Teresa consiguió, tras pedírselo al propio papa, el permiso para entrar con quince años al Carmelo. Entra en él “para salvar las almas y, sobre todo, para rezar por los sacerdotes”. En el carmelo de Lisieux reina un ambiente moralista, de un  ascetismo exagerado, con tintes de jansenismo, con una visión de Dios como Juez al que hay que aplacar. Además el tono intelectual es bastante pobre, por lo que ella y sus hermanas, de cultura superior, fácilmente podían ser consideradas como un grupito de “intelectuales” que había que marginar. Todo ello constituirá el crisol en el que el Señor purificará a Teresa.

A los veintitrés años Teresa enferma de tuberculosis y entra en el camino que la conducirá a la muerte. Pero además, “Jesús permitió que mi alma se viese invadida por las más densas tinieblas y que el pensamiento del cielo, tan dulce para mí, no fuese ya más que un motivo de combate y tormento”. Desaparece de su alma todo gozo y tiene la sensación de que ya no cree en el cielo. Teresa comprende que ha sido sentada a la mesa de los pecadores, y ella acepta permanecer allí hasta conseguir la salvación de todos: “Señor, vuestra pequeña hija os pide perdón para sus hermanos. Se resigna a comer, por el tiempo que Vos lo tengáis a bien, el pan del dolor y no quiere levantarse de esta mesa llena de amargura en la que comen los pobres pecadores, hasta que llegue el día señalado por Vos. ¡Oh Señor, despedidnos justificados!”. Teresa afirma en esa situación: “yo creo porque quiero creer”. Y llevaba sobre el corazón, escrita con su sangre sobre una hoja, la fórmula del credo.
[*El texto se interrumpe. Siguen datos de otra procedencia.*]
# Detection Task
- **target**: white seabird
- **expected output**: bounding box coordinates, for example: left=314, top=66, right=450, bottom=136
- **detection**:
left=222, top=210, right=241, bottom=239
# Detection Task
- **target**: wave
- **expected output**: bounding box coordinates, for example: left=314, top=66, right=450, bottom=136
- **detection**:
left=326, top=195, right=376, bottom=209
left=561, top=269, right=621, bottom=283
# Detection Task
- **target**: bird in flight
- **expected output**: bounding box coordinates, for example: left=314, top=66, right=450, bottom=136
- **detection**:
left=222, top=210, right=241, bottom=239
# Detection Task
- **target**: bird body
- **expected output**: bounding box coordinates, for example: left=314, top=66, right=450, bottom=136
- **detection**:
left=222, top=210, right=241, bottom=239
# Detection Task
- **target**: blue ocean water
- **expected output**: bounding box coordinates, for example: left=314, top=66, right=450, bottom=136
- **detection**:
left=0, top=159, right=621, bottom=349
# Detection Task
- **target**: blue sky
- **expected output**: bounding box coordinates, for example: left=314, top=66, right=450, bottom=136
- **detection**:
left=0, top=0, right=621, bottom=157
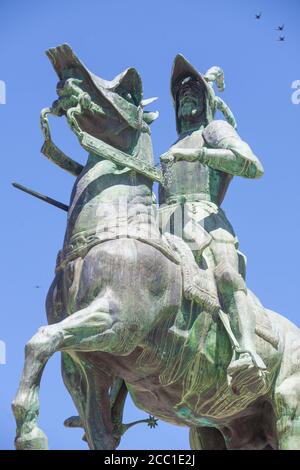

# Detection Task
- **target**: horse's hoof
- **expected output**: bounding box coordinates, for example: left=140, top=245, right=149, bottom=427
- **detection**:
left=15, top=427, right=48, bottom=450
left=227, top=355, right=268, bottom=396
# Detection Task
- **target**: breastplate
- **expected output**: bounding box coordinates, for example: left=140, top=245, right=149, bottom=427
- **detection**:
left=159, top=131, right=232, bottom=206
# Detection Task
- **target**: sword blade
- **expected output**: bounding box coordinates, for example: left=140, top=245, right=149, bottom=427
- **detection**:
left=12, top=182, right=69, bottom=212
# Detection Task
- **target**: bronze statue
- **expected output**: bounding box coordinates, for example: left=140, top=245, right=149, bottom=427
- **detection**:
left=13, top=45, right=300, bottom=449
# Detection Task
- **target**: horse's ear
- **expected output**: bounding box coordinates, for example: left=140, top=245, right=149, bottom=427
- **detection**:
left=115, top=68, right=143, bottom=106
left=143, top=111, right=159, bottom=125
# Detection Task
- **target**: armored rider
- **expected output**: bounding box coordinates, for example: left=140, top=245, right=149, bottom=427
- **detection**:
left=160, top=55, right=266, bottom=387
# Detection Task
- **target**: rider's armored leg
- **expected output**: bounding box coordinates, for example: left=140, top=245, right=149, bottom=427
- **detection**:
left=212, top=241, right=266, bottom=369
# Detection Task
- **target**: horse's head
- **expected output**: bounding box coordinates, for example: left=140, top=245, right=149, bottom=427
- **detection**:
left=47, top=44, right=155, bottom=153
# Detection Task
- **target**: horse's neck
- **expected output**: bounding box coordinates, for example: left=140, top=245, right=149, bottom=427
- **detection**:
left=65, top=135, right=154, bottom=244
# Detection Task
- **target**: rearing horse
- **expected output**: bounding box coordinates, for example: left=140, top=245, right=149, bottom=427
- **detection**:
left=13, top=45, right=300, bottom=449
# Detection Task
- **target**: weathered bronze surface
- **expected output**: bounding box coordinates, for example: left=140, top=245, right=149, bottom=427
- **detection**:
left=13, top=45, right=300, bottom=449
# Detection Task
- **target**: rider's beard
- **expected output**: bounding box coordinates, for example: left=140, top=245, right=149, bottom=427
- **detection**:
left=178, top=100, right=205, bottom=125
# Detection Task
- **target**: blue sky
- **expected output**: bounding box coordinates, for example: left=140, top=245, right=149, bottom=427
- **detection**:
left=0, top=0, right=300, bottom=449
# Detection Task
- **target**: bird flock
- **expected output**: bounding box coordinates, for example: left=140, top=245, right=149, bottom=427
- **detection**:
left=255, top=12, right=285, bottom=42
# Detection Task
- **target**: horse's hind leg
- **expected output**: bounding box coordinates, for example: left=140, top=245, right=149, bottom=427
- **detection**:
left=13, top=297, right=133, bottom=449
left=275, top=374, right=300, bottom=450
left=62, top=353, right=118, bottom=450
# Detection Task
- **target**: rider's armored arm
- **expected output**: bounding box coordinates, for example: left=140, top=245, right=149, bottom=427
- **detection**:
left=199, top=146, right=264, bottom=178
left=171, top=121, right=264, bottom=178
left=199, top=121, right=264, bottom=178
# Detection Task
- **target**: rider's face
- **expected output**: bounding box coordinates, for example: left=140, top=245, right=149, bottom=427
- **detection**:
left=177, top=80, right=205, bottom=122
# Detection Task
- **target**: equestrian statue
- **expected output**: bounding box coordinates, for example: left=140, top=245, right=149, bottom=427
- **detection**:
left=12, top=44, right=300, bottom=450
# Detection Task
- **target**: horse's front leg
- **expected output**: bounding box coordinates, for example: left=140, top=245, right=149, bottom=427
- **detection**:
left=12, top=298, right=126, bottom=449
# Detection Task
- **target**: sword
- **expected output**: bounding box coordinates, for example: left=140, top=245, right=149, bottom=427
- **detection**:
left=12, top=182, right=69, bottom=212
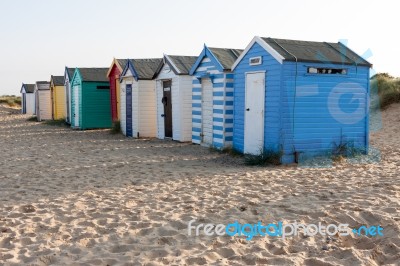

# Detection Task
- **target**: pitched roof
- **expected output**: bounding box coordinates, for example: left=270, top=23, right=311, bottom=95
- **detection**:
left=208, top=47, right=243, bottom=70
left=51, top=75, right=64, bottom=86
left=261, top=37, right=371, bottom=66
left=116, top=59, right=128, bottom=70
left=78, top=67, right=108, bottom=82
left=130, top=58, right=163, bottom=80
left=64, top=67, right=75, bottom=79
left=165, top=55, right=197, bottom=75
left=21, top=84, right=35, bottom=93
left=36, top=81, right=50, bottom=85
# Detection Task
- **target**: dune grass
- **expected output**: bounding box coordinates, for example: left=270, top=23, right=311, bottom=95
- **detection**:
left=371, top=73, right=400, bottom=110
left=0, top=95, right=21, bottom=107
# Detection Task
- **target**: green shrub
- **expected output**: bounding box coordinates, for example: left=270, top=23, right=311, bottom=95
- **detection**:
left=244, top=149, right=282, bottom=166
left=370, top=73, right=400, bottom=110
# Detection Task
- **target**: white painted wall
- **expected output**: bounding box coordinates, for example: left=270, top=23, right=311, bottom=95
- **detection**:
left=137, top=80, right=157, bottom=137
left=25, top=93, right=35, bottom=115
left=156, top=64, right=192, bottom=142
left=38, top=90, right=52, bottom=121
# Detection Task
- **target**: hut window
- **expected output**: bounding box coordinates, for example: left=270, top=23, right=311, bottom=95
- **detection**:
left=97, top=86, right=110, bottom=90
left=249, top=56, right=262, bottom=66
left=307, top=67, right=347, bottom=75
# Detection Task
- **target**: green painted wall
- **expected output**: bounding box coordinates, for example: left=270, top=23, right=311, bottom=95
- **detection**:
left=80, top=81, right=112, bottom=129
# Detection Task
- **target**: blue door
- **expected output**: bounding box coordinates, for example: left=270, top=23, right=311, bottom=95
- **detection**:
left=126, top=84, right=132, bottom=137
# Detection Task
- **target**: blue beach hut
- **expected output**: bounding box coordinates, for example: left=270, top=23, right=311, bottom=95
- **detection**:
left=190, top=46, right=243, bottom=148
left=232, top=37, right=372, bottom=163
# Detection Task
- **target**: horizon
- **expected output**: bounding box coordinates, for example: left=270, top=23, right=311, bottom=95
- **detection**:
left=0, top=0, right=400, bottom=95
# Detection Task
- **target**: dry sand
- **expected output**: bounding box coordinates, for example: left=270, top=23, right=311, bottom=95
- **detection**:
left=0, top=105, right=400, bottom=265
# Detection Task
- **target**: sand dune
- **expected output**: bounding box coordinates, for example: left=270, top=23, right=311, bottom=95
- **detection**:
left=0, top=105, right=400, bottom=265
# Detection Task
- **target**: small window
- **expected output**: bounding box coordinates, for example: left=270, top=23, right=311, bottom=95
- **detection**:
left=307, top=67, right=347, bottom=75
left=249, top=56, right=262, bottom=66
left=97, top=86, right=110, bottom=90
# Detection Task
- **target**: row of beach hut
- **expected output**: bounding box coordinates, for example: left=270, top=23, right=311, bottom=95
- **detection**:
left=21, top=36, right=371, bottom=163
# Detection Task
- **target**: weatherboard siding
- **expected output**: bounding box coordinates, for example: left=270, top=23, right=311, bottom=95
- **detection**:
left=281, top=62, right=369, bottom=162
left=192, top=55, right=233, bottom=148
left=233, top=43, right=282, bottom=152
left=137, top=80, right=157, bottom=137
left=80, top=81, right=112, bottom=129
left=25, top=93, right=35, bottom=115
left=52, top=86, right=65, bottom=119
left=156, top=64, right=192, bottom=142
left=109, top=64, right=121, bottom=121
left=64, top=70, right=72, bottom=124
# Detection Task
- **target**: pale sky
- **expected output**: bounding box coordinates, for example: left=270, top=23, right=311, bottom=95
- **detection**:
left=0, top=0, right=400, bottom=95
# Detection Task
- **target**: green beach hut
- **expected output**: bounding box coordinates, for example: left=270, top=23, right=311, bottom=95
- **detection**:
left=71, top=68, right=111, bottom=129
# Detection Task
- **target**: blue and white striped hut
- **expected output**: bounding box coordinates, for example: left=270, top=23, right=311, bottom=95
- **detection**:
left=232, top=37, right=372, bottom=163
left=190, top=45, right=243, bottom=148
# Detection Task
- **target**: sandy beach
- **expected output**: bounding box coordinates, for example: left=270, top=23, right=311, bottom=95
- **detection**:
left=0, top=104, right=400, bottom=265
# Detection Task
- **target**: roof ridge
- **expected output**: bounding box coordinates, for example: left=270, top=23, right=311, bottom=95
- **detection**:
left=324, top=42, right=357, bottom=65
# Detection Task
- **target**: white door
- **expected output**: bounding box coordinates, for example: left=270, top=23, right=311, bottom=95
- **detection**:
left=201, top=79, right=213, bottom=146
left=244, top=73, right=265, bottom=154
left=73, top=86, right=79, bottom=127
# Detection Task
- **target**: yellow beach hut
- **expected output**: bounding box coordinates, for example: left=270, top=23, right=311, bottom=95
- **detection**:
left=50, top=75, right=66, bottom=120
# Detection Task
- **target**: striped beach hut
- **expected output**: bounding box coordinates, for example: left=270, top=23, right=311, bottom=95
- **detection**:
left=156, top=55, right=197, bottom=142
left=64, top=67, right=75, bottom=124
left=107, top=58, right=128, bottom=122
left=20, top=83, right=36, bottom=115
left=35, top=81, right=52, bottom=121
left=50, top=75, right=65, bottom=119
left=71, top=68, right=111, bottom=129
left=190, top=46, right=243, bottom=148
left=121, top=58, right=163, bottom=138
left=232, top=37, right=371, bottom=163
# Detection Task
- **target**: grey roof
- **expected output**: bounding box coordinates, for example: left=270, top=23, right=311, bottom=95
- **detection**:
left=78, top=67, right=109, bottom=82
left=261, top=37, right=371, bottom=66
left=167, top=55, right=197, bottom=75
left=208, top=47, right=243, bottom=70
left=22, top=84, right=35, bottom=93
left=130, top=58, right=163, bottom=80
left=51, top=75, right=64, bottom=86
left=36, top=81, right=50, bottom=85
left=117, top=59, right=128, bottom=70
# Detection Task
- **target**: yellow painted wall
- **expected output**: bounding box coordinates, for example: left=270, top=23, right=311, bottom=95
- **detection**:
left=52, top=86, right=66, bottom=119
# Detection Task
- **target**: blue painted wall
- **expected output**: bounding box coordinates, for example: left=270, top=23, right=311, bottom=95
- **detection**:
left=192, top=47, right=233, bottom=148
left=233, top=43, right=369, bottom=163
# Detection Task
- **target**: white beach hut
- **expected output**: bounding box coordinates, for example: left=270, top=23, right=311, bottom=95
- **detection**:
left=156, top=55, right=197, bottom=142
left=35, top=81, right=52, bottom=121
left=120, top=58, right=163, bottom=138
left=21, top=83, right=36, bottom=115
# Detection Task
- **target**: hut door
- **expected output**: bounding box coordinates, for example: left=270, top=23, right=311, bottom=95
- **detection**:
left=162, top=80, right=172, bottom=138
left=22, top=93, right=26, bottom=114
left=201, top=78, right=213, bottom=146
left=73, top=86, right=79, bottom=127
left=244, top=73, right=265, bottom=154
left=126, top=84, right=133, bottom=137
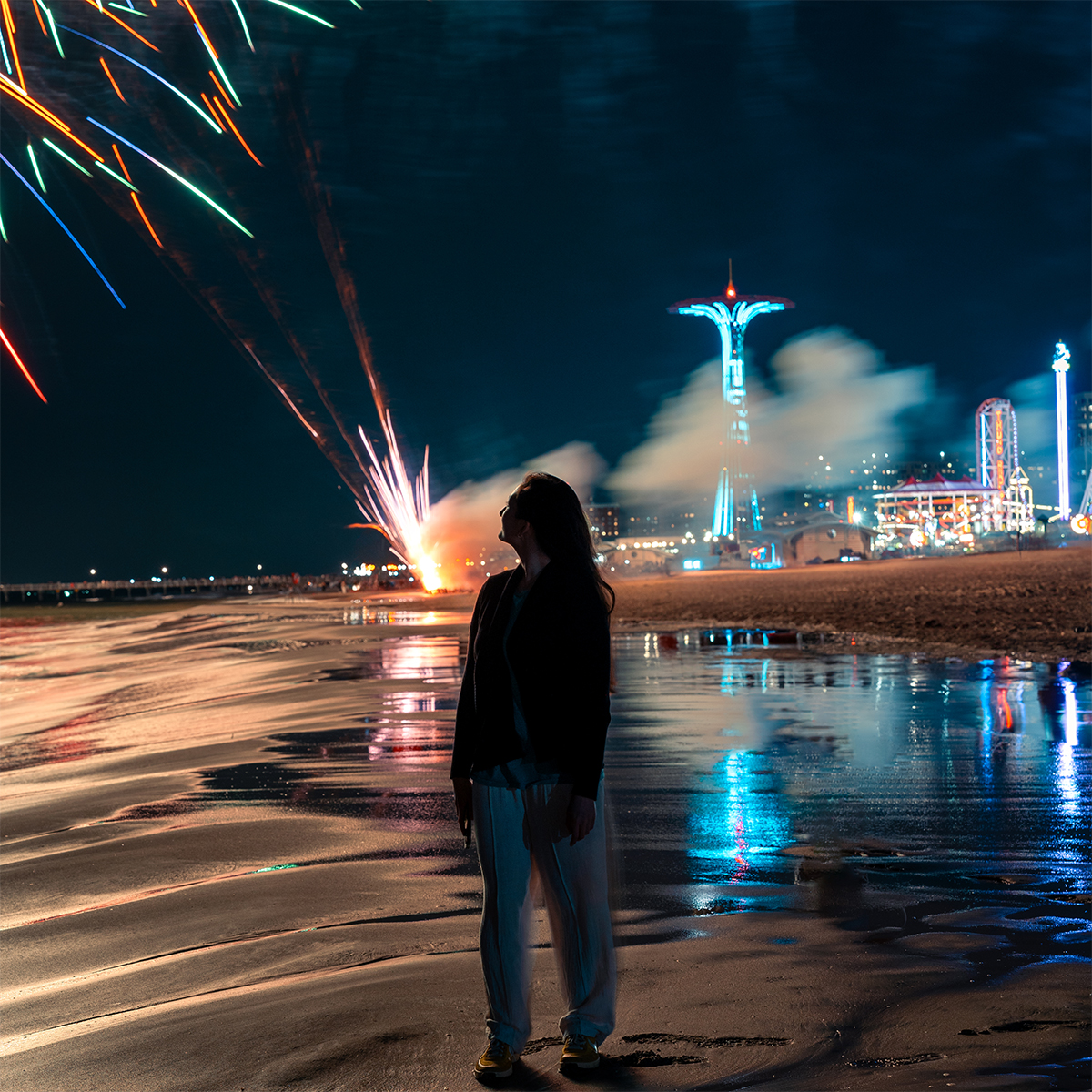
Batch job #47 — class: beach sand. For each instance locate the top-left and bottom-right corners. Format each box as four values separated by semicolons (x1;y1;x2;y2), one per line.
0;563;1088;1092
615;546;1092;662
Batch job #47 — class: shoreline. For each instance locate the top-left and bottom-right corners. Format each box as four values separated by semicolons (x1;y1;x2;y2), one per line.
0;598;1087;1092
0;546;1092;671
613;546;1092;664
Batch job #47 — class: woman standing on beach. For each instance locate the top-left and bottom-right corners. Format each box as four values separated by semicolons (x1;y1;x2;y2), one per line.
451;474;615;1077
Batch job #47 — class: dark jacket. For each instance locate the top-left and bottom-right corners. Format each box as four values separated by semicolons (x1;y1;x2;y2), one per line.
451;561;611;801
Teresa creyó, esperó y amó contra todo y por encima de todo. Al final miró el crucifijo y dijo: “¡Oh, le amo! ¡Dios mío, os amo!”. La cabeza le cayó hacia atrás, sus ojos permanecieron fijos por el espacio de un credo, resplandecientes. Después expiró.

El camino espiritual de Santa Teresita del Niño Jesús está marcado, ante todo, por la gran certeza de su vida: el amor de Dios. Santa Teresita confía ciegamente en ese amor que quiere salvar a todos los hombres y cree en él por encima de todas las apariencias visibles. Ya a los quince años, cuando se empeñó en salvar el alma de su “primer hijo”, el asesino Enrico Pranzini, le dijo a Dios que “estaba segurísima de que perdonaría al pobre y desgraciado Pranzini y que así lo creería aunque no se confesase ni diese muestra alguna de arrepentimiento”. Es el camino del abandono en las manos de Dios, porque tenemos la gran certeza de pertenecerle.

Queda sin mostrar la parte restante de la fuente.